Is Darfur conflict a state-sponsored genocide?
Darfur has been plagued by an intense six-year-long ethnic conflict that has left hundreds of thousands dead and displaced two million from their homes, but does the West really know what's going on in Darfur?
The scene of the conflict has shocked the world since it first came to the public’s attention in early 2003.
Celebrities have flocked to Sudan to raise awareness and money for more than two million people who fled their homes to escape the violence.
According to Lord Nazir Ahmed, Britain’s first ever Muslim member of the House of Lords, who has been visiting Sudan since the mid-nineties, the true picture of what is really going on in Darfur is not getting the global community’s attention.
During his latest trip in May, he felt he was visiting a totally different region to that portrayed in the media.

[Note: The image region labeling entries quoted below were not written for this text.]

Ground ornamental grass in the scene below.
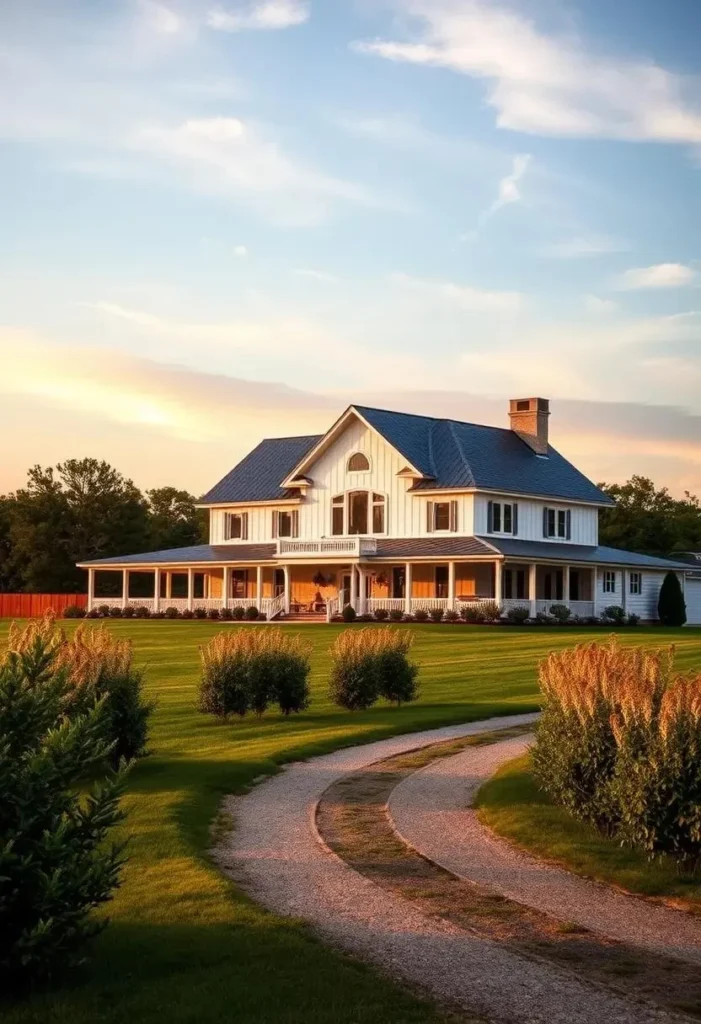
[330,626,419,711]
[194,626,312,719]
[533,638,701,873]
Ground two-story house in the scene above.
[77,398,688,620]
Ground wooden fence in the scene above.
[0,594,88,618]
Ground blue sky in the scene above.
[0,0,701,492]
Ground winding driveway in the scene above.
[218,715,688,1024]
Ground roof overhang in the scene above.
[280,406,430,487]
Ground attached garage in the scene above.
[684,573,701,626]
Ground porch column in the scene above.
[404,562,411,615]
[221,565,231,608]
[187,568,194,611]
[350,565,358,611]
[282,565,292,615]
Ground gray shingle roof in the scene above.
[200,434,321,505]
[80,544,277,568]
[489,537,689,569]
[354,406,614,505]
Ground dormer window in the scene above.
[346,452,370,473]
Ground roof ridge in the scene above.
[448,420,475,486]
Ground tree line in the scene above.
[0,459,701,594]
[0,459,207,594]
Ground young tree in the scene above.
[657,572,687,626]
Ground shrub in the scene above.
[195,628,310,719]
[63,604,85,618]
[533,638,701,870]
[604,604,625,626]
[0,628,125,991]
[657,572,687,626]
[507,604,531,626]
[551,604,572,626]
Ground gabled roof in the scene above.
[200,434,322,505]
[353,406,614,505]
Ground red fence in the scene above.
[0,594,88,618]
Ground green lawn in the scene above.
[476,755,701,912]
[0,621,701,1024]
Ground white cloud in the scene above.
[614,263,696,292]
[292,267,339,285]
[391,273,523,312]
[207,0,310,32]
[541,234,629,259]
[353,0,701,143]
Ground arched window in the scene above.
[347,452,370,473]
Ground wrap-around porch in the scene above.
[88,559,597,620]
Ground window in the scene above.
[272,509,300,537]
[331,495,345,537]
[436,565,448,597]
[487,502,519,536]
[346,452,370,473]
[542,509,572,541]
[224,512,249,541]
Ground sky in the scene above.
[0,0,701,495]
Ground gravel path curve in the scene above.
[216,715,688,1024]
[389,736,701,964]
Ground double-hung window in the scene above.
[224,512,249,541]
[542,508,572,541]
[487,502,519,537]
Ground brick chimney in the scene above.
[509,398,551,455]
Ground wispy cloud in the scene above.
[353,0,701,144]
[613,263,697,292]
[207,0,311,32]
[391,273,523,312]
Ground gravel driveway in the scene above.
[223,715,688,1024]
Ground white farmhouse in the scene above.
[81,398,701,620]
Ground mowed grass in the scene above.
[476,755,701,913]
[0,621,701,1024]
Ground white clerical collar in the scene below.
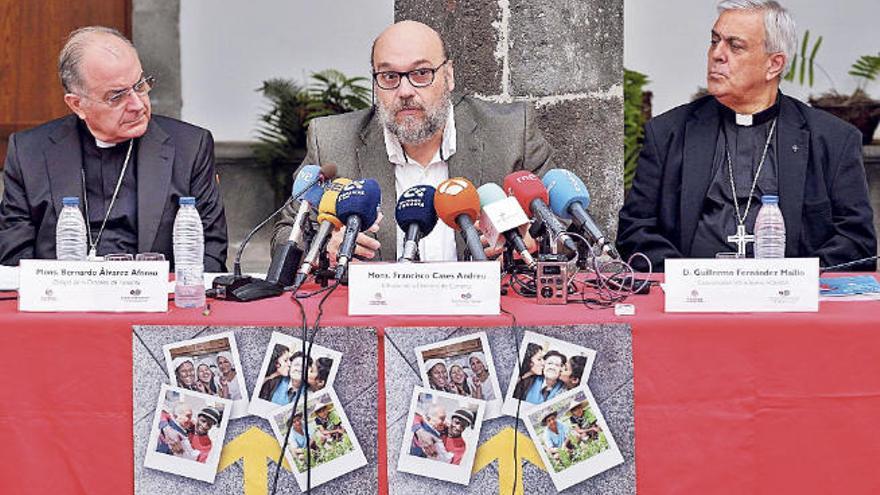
[382,105,456,166]
[95,138,116,148]
[736,113,755,127]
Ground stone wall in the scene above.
[131,0,182,118]
[395,0,623,235]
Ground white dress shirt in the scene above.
[383,106,458,261]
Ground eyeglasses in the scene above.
[373,59,449,89]
[81,75,156,108]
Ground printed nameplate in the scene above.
[663,258,819,313]
[18,260,168,312]
[348,261,501,315]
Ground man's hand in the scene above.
[480,230,538,260]
[327,212,382,265]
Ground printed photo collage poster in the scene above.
[132,326,378,495]
[133,325,635,494]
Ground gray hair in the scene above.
[58,26,137,93]
[718,0,797,75]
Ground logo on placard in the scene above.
[40,287,58,302]
[368,292,388,306]
[770,289,800,304]
[684,289,703,303]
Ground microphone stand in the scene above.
[206,184,320,302]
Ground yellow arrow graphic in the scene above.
[217,426,290,495]
[473,428,545,495]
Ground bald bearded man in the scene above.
[272,21,551,262]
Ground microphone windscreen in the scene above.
[336,179,382,230]
[477,182,507,208]
[318,177,351,229]
[504,170,549,217]
[291,165,324,205]
[434,177,480,230]
[321,163,338,181]
[394,186,437,236]
[543,168,590,220]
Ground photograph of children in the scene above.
[248,332,342,418]
[162,332,248,419]
[397,387,486,485]
[502,332,596,416]
[269,388,367,491]
[526,387,623,491]
[415,332,503,419]
[144,384,232,483]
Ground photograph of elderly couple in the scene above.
[526,388,623,491]
[397,387,486,485]
[249,332,342,417]
[269,389,367,490]
[144,384,232,482]
[415,332,502,419]
[502,332,596,416]
[162,332,247,419]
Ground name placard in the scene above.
[663,258,819,313]
[18,260,168,312]
[348,261,501,315]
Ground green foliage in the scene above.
[623,69,649,189]
[849,52,880,90]
[307,69,370,123]
[254,69,370,204]
[536,427,609,473]
[288,423,354,473]
[783,29,822,88]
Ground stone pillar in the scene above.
[132,0,182,118]
[394,0,623,236]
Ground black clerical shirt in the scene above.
[691,98,779,258]
[77,121,138,256]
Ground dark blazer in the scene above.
[272,96,552,261]
[0,115,227,272]
[617,95,877,271]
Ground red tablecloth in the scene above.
[0,282,880,494]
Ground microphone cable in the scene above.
[272,281,344,495]
[499,306,523,495]
[271,290,312,495]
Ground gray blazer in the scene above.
[272,96,552,261]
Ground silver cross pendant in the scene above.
[727,224,755,258]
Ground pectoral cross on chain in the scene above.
[727,224,755,258]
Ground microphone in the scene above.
[434,177,486,261]
[394,186,437,263]
[542,168,616,254]
[266,163,336,287]
[209,163,336,302]
[293,177,351,290]
[336,179,382,280]
[504,170,577,252]
[477,182,535,267]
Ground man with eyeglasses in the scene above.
[272,21,551,262]
[617,0,877,271]
[0,26,227,272]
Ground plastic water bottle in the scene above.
[755,195,785,258]
[55,197,86,261]
[173,197,205,308]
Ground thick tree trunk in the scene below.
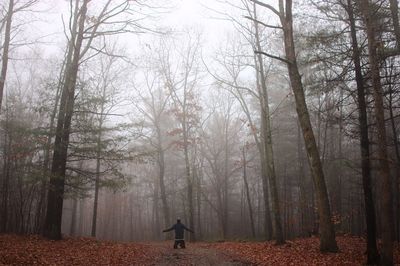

“I’ve seen no evidence of state-sponsored genocide… There’s this struggle between tribes, and sometimes it’s African tribes fighting Africans, sometimes Arabs fighting Arabs, and sometimes Arabs fighting Africans. So it’s a very complicated situation in Darfur,” insists first British Muslim Peer Lord Nazir Ahmed.
Darfur Union’s spokesperson Ishag Mekki, whose sister was shot dead in May in a city Lord Ahmed visits regularly, says Arabs and black Africans have lived together in relative peace, until the government got involved.
“The issue of Arab and black Africans was there before the crisis, but that was under control before the government started taking part and changing the rules of the game by saying ‘these are now black Africans, we are all northerners, we are all Arabs, let’s clean them up and take the land.’ They’ve been distributing cars and guns, ammunition and training and money,” Ishag Mekki says.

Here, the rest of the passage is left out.